Redis-backed Locality Sensitive Hashing toolkit for fast approximate nearest neighbor search

These details have not been verified by PyPI

Project links

Project description

LSHRS

Redis-backed locality-sensitive hashing toolkit that stores bucket membership in Redis while keeping the heavy vector payloads in your primary datastore.

Positioning
How It Works
Installation
Quick Start
Ingestion
Querying
Persistence & Lifecycle
API Surface
Benchmarks
Development & Testing
License

Positioning

LSHRS adds cosine approximate-nearest-neighbor (ANN) search on top of the datastore you already run. Redis holds only a compact bucket -> set-of-indices index — typically much smaller than the vectors it indexes, with the gap widening as embedding dimensionality grows. The vectors themselves stay external in your system of record (PostgreSQL/pgvector, Parquet, an object store, anything) and are fetched on demand, only when you opt into cosine reranking via vector_fetch_fn.

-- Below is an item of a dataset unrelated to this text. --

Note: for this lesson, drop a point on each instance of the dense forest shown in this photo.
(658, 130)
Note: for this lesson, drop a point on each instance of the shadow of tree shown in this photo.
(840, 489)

See docs/positioning.md for the full comparison (LSHRS vs datasketch vs RediSearch HNSW vs pgvector vs FAISS) and when not to use LSHRS.

How It Works

LSHRS runs the full LSH workflow: hash vectors into banded random-projection signatures, store only bucket membership in Redis for low-latency candidate enumeration, then optionally rerank candidates by cosine similarity using vectors fetched from your system of record. It auto-selects bands/rows, pipelines Redis operations, and exposes hooks for streaming ingestion, persistence, and maintenance.

Concern	Component
Hashing	`LSHHasher` — banded random-projection signatures
Storage	`RedisStorage` — bucket membership via Redis sets + pipelines
Ingestion	`LSHRS.create_signatures()` — streams from PostgreSQL or Parquet
Reranking	`top_k_cosine()` — cosine similarity for candidates
Configuration	`get_optimal_config()` — bands/rows for a target threshold

Installation

pip install lshrs              # core
pip install 'lshrs[postgres]'  # + PostgreSQL streaming (psycopg)
pip install 'lshrs[parquet]'   # + Parquet ingestion (pyarrow)

From source:

git clone https://github.com/mxngjxa/lshrs.git
cd lshrs
uv sync --dev

[!NOTE] Requires Python >= 3.10 (see pyproject.toml).

Quick Start

import numpy as np
from lshrs import LSHRS

def fetch_vectors(indices: list[int]) -> np.ndarray:
    # Replace with your vector store retrieval (PostgreSQL, disk, object store, etc.)
    embeddings = np.load("vectors.npy")
    return embeddings[indices]

lsh = LSHRS(
    dim=768,
    num_perm=256,
    redis_host="localhost",
    redis_prefix="demo",
    vector_fetch_fn=fetch_vectors,
)

# Stream index construction from PostgreSQL
lsh.create_signatures(
    format="postgres",
    dsn="postgresql://user:pass@localhost/db",
    table="documents",
    index_column="doc_id",
    vector_column="embedding",
)

# Insert an ad-hoc document
lsh.ingest(42, np.random.randn(768).astype(np.float32))

# Retrieve candidates
query = np.random.randn(768).astype(np.float32)
top10 = lsh.get_top_k(query, topk=10)         # fast collision lookup -> List[int]
reranked = lsh.get_above_p(query, p=0.2)      # cosine-reranked -> List[(index, score)]

Ingestion

LSHRS.create_signatures() streams batches from PostgreSQL (iter_postgres_vectors(), server-side cursors) or Parquet (iter_parquet_vectors()). Tune batch_size, filter with where_clause, or pass a custom connection_factory for pooling/TLS.
LSHRS.index() ingests in-memory batches; LSHRS.ingest() handles single realtime updates. Both coalesce writes through RedisStorage.batch_add().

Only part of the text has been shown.